La Direzione investigativa
antimafia di Brescia ha disposto l’amministrazione giudiziaria
di tre società con sede in provincia di Verona, attive nei
settori immobiliare e vitivinicolo, ritenute riconducibili a un
imprenditore legato a esponenti della ‘ndrangheta. Il
provvedimento, emesso dal Tribunale di Brescia, rientra negli
sviluppi delle indagini dell’operazione ‘Glicine-Acheronte’,
coordinata dalla Dda di Catanzaro.
Le tre società, che si aggiungono ad altre otto con sede tra
Brescia e Mantova raggiunte nell’estate 2024 dallo stesso
provvedimento, hanno un volume d’affari complessivo di circa 2
milioni di euro e un patrimonio immobiliare stimato in 30
milioni. L’intero pacchetto societario farebbe capo a un
imprenditore veronese, agli arresti domiciliari dal giugno 2023.

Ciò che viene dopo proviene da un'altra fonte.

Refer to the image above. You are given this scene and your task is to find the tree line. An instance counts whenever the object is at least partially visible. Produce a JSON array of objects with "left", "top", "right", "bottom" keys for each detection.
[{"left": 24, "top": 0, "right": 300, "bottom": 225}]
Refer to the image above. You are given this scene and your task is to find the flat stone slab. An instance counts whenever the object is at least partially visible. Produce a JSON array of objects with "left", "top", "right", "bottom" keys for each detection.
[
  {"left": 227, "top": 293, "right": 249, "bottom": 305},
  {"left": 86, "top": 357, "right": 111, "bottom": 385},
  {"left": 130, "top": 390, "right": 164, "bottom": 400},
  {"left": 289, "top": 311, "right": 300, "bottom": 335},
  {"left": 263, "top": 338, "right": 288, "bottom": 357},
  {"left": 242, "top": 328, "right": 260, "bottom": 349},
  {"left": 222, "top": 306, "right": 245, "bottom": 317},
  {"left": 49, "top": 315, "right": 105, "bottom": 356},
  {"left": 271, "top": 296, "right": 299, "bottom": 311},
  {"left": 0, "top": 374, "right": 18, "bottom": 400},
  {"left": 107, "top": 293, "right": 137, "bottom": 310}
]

Dagli accertamenti della Dia di Brescia sarebbero emersi
rapporti finanziari stabili, anche con interessi esteri, con una
famiglia di ‘ndrangheta interessata a investimenti nell’area del
lago di Garda, lungo la sponda veronese.
L’amministrazione giudiziaria delle società è stata affidata
per almeno un anno a un collegio di due amministratori, che
subentreranno progressivamente nella gestione.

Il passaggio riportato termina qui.